Today marks the beginning of the last week of classes at Baylor University. Students across campus consult with professors, bury their noses in textbooks, and chain themselves to their laptops. Instructors frantically put together rubrics, draw up exams, and respond to student inquiries. The crowd at the library, already larger than average, will grow exponentially as Finals Week approaches as students and professors alike prime for the academic year’s penultimate push. For some, this is the last Finals Week of their careers; the last seminar essay they’ll ever write, the last test they’ll ever study for, the last cup of coffee they’ll gulp down at 4:30 in the morning before falling asleep on their lecture notes. Though many look forward to the days when they no longer have assignments to complete or classes to attend (and rightfully so), we can’t help but think of it this time as the end of an era. No longer will those who graduate in two weeks gather in scheduled sessions solely to discuss literature, politics, social issues, economics, history, family dynamics, or human health. No longer will they be encouraged to think simply to think, to write simply to write, or to observe for the joy of observing. For them, college’s end means the beginning of “real life.” Last semester, we posted about the collegiate and congressional freshman experiences. In that same spirit, today we’re looking at the last days of a congressman’s time in office. What do they look forward to? What are they proud of? What do they regret?

These questions don’t have easy answers, but we can still look to our collections for guidance. In a 2012 lecture titled “What’s Wrong with Washington and Right About America,” Chet Edwards reflected on the enduring respect he felt toward the country: “After 20 years in Washington, I still got excited when I looked out my office window and saw the American flag flying over the majestic U.S. Capitol. I still believe we have had the greatest democracy in the world.” However, Edwards also expressed concern over the contemporary political climate:

Leaders in both parties too often seem more interested in demonizing the opposition than in looking for common ground to solve our nation’s challenges … There is nothing wrong with principled differences of opinion.  Debate is the sound of democracy in action, but severe partisanship and personal attacks can be paralyzing … You can solve the easy problems on a partisan basis.  However, to solve the big challenges, such as reducing the enormous federal deficits and national debt, solving the immigration problem, reforming entitlements and improving the quality and affordability of our education system and competing in the world economy…to solve these challenges will take bipartisan effort in Washington.

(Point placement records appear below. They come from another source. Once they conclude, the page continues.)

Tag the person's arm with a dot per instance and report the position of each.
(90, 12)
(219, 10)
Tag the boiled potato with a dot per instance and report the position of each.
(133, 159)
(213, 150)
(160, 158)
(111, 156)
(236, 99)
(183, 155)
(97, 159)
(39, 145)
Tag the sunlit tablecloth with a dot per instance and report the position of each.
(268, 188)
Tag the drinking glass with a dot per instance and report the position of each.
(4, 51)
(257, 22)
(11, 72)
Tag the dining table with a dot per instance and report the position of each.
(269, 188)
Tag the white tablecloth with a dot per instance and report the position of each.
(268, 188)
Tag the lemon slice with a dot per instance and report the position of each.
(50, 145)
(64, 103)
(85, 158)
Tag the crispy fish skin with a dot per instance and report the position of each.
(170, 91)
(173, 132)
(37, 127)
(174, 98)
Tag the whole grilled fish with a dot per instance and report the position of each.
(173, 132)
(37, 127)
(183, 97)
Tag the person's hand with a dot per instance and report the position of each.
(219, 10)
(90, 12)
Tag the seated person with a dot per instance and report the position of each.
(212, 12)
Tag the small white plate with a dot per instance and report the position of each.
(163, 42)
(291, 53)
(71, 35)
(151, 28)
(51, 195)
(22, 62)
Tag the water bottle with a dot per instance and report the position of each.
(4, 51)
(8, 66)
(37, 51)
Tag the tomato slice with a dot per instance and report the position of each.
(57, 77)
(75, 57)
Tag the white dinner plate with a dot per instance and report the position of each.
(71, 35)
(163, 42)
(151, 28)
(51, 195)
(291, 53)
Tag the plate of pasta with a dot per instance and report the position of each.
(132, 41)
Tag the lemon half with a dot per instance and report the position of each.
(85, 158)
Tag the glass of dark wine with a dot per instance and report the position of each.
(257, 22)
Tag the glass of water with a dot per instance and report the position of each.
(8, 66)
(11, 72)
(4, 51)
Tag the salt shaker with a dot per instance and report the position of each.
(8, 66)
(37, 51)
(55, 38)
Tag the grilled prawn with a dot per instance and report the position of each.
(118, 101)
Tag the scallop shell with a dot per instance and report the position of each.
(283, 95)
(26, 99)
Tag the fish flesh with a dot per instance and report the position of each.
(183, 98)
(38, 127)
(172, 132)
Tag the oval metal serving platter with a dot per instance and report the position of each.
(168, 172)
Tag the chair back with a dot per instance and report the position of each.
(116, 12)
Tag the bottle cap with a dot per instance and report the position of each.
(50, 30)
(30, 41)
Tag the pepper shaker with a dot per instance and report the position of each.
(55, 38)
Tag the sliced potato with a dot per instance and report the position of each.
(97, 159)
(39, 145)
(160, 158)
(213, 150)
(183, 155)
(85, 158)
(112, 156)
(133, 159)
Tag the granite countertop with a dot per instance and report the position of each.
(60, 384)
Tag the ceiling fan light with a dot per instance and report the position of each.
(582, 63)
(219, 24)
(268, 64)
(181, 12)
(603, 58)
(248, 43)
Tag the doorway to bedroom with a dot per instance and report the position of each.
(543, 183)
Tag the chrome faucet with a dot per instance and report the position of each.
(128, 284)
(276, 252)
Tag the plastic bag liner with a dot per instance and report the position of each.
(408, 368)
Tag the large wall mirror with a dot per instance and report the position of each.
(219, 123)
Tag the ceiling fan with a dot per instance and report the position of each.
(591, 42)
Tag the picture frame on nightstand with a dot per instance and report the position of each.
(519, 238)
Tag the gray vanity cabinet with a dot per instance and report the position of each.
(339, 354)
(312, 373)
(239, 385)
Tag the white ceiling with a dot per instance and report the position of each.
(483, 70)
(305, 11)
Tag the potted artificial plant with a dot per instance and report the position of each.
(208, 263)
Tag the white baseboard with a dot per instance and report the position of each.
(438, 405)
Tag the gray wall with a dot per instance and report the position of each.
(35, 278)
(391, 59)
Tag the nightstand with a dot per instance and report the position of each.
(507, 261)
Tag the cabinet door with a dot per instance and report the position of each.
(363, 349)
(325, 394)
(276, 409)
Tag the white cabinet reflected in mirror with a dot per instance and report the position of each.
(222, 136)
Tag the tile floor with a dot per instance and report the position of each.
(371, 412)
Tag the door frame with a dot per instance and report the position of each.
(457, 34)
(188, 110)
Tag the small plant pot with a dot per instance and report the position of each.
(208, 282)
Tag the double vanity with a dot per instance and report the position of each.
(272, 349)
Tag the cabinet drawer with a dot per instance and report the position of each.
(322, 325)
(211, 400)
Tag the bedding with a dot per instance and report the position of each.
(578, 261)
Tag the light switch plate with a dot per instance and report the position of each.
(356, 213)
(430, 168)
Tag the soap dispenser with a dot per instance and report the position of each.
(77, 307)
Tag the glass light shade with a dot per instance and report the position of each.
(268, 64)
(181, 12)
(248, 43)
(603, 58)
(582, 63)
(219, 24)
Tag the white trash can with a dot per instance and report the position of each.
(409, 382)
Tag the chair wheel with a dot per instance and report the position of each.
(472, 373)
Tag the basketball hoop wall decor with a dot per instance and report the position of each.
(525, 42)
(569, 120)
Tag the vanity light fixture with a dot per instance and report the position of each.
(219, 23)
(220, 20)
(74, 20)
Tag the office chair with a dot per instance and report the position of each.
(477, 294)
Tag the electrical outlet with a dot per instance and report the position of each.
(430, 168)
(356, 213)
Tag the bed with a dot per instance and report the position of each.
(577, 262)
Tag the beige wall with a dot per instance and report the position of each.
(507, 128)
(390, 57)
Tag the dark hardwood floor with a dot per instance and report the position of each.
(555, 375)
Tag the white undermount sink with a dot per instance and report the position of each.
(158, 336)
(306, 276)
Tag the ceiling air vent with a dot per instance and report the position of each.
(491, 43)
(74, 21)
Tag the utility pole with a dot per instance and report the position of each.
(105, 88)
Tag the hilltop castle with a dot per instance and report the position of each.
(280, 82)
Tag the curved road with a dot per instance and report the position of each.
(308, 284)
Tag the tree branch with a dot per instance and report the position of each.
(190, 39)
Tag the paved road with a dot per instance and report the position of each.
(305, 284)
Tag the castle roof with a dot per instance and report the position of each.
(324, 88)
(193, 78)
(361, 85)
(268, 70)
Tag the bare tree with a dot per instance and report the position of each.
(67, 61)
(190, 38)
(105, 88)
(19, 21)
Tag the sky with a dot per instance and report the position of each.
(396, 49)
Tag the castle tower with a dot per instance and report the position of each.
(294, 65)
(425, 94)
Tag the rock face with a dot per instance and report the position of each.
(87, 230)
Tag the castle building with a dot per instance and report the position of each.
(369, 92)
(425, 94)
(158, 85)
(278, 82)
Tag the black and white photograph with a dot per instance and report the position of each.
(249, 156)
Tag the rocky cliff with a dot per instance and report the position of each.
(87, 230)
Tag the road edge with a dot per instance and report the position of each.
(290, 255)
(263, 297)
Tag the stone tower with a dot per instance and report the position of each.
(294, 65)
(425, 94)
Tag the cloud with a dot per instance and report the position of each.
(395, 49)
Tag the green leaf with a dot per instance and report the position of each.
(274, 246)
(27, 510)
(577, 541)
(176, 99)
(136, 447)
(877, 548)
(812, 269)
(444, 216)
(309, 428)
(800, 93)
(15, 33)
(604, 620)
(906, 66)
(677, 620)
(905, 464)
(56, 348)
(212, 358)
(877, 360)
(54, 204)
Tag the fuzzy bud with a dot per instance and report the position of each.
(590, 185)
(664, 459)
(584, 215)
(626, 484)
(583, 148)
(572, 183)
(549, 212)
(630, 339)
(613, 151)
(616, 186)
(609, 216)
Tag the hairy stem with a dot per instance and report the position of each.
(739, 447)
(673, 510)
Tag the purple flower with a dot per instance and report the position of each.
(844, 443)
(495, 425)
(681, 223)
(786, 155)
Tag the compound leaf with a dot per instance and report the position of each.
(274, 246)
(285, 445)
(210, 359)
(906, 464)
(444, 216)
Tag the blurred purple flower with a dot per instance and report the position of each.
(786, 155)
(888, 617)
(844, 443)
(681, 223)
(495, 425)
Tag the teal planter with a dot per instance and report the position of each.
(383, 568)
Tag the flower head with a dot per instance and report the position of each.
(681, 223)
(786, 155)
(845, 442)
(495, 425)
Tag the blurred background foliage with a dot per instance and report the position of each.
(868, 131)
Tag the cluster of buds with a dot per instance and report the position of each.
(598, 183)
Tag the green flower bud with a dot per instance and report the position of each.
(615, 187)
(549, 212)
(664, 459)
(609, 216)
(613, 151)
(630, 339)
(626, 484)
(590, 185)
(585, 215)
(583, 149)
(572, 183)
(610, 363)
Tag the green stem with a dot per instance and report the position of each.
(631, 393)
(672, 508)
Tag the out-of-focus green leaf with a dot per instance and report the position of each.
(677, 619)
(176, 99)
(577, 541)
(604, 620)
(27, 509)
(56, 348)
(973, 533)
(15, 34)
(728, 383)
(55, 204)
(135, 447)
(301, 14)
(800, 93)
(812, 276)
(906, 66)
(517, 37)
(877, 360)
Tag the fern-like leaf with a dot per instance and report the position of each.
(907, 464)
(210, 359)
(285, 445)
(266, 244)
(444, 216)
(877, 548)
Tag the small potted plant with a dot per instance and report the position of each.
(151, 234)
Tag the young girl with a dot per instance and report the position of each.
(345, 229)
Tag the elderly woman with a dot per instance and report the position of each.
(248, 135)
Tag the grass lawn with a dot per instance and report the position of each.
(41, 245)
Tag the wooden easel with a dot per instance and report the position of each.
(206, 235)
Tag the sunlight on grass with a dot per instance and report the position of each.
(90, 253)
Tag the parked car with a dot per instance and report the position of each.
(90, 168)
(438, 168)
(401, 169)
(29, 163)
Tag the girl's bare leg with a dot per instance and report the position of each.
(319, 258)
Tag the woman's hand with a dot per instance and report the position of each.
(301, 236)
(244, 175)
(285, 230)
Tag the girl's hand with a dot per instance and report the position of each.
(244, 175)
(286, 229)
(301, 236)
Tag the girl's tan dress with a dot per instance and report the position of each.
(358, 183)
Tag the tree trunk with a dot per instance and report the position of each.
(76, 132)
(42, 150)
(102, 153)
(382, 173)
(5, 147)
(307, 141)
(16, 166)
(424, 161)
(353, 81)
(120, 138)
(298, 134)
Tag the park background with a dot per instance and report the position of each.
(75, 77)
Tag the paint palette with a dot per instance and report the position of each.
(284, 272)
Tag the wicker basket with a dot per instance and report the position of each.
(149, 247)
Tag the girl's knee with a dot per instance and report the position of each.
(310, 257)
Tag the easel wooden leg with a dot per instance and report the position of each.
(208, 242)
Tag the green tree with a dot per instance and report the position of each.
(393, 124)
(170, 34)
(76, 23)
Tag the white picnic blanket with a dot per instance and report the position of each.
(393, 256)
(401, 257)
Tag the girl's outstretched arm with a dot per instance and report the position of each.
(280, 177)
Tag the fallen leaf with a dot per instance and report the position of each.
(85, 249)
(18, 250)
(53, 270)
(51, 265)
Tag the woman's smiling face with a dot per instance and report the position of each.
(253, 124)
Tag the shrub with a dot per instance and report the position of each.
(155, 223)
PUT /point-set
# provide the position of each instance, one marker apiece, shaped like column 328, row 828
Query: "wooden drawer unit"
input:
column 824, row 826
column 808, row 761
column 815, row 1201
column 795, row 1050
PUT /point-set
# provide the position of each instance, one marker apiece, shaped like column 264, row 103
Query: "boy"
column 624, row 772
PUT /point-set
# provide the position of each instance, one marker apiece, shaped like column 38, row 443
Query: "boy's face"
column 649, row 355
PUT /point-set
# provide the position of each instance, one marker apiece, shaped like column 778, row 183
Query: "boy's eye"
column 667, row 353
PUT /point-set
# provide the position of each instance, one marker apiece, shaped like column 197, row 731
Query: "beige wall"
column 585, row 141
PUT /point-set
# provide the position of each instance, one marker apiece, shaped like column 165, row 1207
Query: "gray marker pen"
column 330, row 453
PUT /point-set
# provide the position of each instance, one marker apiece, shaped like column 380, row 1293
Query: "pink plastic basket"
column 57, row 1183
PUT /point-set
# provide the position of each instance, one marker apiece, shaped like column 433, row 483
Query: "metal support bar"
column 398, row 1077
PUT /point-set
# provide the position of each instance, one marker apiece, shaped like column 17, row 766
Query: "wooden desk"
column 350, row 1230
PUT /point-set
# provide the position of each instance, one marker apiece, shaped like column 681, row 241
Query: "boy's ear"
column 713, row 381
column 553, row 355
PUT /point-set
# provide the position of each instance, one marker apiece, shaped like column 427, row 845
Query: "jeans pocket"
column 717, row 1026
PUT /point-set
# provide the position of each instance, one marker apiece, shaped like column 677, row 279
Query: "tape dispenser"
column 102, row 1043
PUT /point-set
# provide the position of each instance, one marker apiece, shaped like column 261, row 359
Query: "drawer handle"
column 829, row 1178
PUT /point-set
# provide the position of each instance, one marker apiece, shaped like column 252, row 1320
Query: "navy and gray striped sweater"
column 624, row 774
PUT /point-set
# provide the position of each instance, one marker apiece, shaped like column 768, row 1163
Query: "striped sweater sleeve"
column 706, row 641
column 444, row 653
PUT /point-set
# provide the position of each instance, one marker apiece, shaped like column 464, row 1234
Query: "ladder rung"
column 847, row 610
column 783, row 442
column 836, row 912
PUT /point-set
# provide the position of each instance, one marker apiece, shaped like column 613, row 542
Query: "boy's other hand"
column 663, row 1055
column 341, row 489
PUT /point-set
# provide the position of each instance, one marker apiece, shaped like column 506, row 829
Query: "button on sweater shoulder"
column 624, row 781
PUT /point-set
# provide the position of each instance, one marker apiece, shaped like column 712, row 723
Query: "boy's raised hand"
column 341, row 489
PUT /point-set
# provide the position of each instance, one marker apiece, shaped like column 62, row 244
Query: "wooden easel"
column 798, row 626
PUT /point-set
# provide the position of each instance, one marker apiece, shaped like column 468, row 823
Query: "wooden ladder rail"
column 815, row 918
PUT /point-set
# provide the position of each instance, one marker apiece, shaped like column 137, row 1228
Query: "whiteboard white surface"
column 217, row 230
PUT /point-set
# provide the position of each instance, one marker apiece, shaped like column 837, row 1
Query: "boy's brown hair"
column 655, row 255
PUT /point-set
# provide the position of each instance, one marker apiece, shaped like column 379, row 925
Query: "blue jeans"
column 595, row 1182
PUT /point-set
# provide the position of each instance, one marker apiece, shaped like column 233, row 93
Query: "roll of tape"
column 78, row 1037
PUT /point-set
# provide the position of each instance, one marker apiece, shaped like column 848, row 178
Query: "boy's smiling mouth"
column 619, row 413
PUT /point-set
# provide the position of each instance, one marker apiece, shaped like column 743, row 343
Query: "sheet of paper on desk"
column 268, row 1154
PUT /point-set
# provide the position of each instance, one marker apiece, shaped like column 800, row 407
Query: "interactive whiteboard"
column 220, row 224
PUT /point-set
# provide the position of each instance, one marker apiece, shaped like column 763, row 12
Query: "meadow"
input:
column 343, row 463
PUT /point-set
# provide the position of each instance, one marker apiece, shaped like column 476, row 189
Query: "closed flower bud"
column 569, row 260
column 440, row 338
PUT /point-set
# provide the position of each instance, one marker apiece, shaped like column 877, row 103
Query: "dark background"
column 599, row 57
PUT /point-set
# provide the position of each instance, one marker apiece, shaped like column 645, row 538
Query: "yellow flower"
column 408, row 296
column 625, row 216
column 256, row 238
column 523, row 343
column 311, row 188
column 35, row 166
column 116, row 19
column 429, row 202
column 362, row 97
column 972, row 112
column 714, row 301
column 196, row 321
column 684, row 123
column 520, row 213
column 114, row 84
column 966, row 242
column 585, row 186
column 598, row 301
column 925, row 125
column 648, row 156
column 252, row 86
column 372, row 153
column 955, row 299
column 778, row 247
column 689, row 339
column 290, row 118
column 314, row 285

Edwards attributed the growing partisanship in Congress partly to increasingly segmented journalism, the exploding popularity and unfiltered nature of social media, congressional redistricting, and low voter turnout during primaries. However, he also believed congressmen weren’t spending enough time together in non-offiical capacities, which exacerbated existing ideological divides, and that money had begun to play too large a role in politics.

Despite these observations, Edwards still expressed optimism about the country’s future:

I admire and even revere our founding fathers, but I believe the true greatness of America comes from our everyday citizens … I learned a lot from meeting leaders in business, education, politics and the military, but my most special memories are from meeting everyday citizens who are the heart and soul of the American spirit.

Edwards saw Congress as an opportunity to serve the nation and Americans. The days of giving speeches, discussing policy, and meeting constituents never really ended. He still advocates for causes and contributes to political expertise, though now as a private citizen. For Edwards, leaving Congress did not mean the beginning of “real life,” only a change in the way he served. As the semester ends, we encourage students to follow his example; don’t think of the next few days as conclusion, but as a transition between what you have accomplished and what you will.